—Évidemment, j’exagérais pour te flatter et me concilier tes grâces; par contre j’avoue que ta culture morale, si je puis dire, ne me laisse pas indifférent... Fais-tu la noce?»
A cette question posée de façon brusque et sèche, Mathieu ne répondit rien, tout d’abord, puis:
«Mon oncle, dit-il avec douceur, il me semble que ce sont là mes affaires personnelles.
—Intransigeant! déjà!
—Je crois que le collège et, sans doute, une éducation peu surveillée m’ont donné le goût de la liberté, de toutes les libertés, spécialement celle de me réserver, en quelque sorte, au lieu de me répandre. C’est une tournure d’esprit qui me rend les confidences difficiles. Je ne me sens pas très sociable.

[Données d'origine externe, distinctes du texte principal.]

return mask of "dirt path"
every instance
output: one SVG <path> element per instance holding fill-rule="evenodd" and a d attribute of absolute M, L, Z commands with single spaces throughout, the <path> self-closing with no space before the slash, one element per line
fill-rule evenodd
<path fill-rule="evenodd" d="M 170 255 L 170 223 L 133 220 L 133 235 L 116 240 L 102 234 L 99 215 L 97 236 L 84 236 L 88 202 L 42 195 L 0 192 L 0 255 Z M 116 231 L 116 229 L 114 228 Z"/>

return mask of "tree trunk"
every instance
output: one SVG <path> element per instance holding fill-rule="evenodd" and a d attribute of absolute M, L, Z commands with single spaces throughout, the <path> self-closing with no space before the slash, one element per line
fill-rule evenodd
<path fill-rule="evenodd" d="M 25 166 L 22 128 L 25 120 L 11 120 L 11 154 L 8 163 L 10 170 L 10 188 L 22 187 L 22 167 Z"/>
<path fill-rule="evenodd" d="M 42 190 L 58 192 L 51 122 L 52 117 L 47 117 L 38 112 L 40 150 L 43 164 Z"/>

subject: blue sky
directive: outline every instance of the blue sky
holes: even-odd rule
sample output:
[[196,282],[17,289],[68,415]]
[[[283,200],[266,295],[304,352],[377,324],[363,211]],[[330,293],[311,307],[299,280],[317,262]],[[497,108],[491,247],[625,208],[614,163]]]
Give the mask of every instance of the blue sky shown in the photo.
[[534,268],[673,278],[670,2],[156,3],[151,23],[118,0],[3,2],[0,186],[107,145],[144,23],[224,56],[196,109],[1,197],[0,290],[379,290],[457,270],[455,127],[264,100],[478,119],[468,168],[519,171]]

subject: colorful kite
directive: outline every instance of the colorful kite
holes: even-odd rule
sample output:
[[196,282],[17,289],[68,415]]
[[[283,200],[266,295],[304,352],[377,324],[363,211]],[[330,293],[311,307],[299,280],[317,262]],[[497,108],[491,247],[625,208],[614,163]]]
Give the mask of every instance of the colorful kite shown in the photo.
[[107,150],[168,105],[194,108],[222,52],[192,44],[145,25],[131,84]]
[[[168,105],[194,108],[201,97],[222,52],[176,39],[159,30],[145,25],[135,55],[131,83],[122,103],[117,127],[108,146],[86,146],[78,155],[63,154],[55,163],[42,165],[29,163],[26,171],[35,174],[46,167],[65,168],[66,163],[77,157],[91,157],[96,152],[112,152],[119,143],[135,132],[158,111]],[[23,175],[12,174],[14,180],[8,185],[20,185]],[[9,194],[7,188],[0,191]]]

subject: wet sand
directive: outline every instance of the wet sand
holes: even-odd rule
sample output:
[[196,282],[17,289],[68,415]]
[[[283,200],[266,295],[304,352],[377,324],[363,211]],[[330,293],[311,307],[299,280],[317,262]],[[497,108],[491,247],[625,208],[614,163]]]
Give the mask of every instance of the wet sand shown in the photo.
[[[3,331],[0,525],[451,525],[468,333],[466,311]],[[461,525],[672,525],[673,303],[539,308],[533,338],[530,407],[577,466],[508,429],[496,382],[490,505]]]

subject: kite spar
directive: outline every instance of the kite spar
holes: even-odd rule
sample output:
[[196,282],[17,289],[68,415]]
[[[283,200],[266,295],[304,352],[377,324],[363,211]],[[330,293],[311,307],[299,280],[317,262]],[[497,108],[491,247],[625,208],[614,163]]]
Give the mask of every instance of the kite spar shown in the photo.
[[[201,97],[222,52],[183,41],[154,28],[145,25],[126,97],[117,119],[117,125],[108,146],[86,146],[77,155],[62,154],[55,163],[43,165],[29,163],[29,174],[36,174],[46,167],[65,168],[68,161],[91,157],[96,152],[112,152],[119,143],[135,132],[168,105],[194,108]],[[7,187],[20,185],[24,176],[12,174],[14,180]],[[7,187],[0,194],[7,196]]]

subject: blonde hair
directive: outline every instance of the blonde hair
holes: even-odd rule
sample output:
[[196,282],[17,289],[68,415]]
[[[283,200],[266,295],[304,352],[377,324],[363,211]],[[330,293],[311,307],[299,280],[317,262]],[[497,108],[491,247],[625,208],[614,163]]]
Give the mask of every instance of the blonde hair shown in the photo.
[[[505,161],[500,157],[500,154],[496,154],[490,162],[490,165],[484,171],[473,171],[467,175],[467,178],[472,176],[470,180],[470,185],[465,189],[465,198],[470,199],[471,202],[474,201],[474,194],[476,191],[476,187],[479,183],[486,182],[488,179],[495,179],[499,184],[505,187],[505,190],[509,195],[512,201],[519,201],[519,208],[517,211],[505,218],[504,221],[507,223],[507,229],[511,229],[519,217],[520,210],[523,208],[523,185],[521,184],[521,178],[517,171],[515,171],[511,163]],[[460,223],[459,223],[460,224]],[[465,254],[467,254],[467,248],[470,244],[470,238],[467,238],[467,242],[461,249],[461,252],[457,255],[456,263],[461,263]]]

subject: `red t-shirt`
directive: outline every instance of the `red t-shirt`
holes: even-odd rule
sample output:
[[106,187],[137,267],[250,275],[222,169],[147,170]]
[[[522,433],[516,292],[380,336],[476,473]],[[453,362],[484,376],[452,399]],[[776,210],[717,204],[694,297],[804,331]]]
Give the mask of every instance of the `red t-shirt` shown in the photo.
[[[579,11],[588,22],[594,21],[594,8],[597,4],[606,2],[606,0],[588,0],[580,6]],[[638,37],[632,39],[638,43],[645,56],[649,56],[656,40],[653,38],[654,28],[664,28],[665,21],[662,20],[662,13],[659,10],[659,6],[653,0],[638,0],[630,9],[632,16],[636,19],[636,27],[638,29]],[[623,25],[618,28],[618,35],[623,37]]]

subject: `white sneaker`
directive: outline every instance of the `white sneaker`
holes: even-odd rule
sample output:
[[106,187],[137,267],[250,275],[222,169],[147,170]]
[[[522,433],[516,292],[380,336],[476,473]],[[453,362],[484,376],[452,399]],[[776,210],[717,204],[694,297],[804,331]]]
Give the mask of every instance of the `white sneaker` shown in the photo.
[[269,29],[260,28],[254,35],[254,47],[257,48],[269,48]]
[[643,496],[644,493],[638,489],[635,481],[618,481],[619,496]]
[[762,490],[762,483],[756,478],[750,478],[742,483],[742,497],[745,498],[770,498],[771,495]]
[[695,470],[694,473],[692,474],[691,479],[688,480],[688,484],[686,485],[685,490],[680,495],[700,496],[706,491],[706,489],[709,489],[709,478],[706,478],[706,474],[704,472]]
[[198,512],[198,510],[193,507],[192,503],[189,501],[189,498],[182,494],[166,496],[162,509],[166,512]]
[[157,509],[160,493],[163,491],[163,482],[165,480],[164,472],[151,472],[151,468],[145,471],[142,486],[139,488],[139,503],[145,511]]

—Cela est fort bien dit. J’admets la réponse et sa critique incluse. En tout cas, tu te portes à merveille et ne parais pas tenté par le séminaire; si tu ne la fais déjà, tu feras donc la noce avant peu. En ma qualité d’oncle dévoué, j’ai l’agréable devoir de t’en faciliter la tâche. Après ton séjour ici, tu pourras t’installer à Paris dans un rez-de-chaussée bien situé que je conserve depuis ma lointaine jeunesse dont la période orageuse a été longue, très longue... tu le sais peut-être. Cela te donnera le loisir de songer à ta carrière, s’il te plaît d’en choisir une, fût-elle de rester les bras croisés, de t’y préparer, de t’amuser en attendant l’heure de ton service militaire et de goûter librement aux délices de la gastronomie nocturne et de l’amour...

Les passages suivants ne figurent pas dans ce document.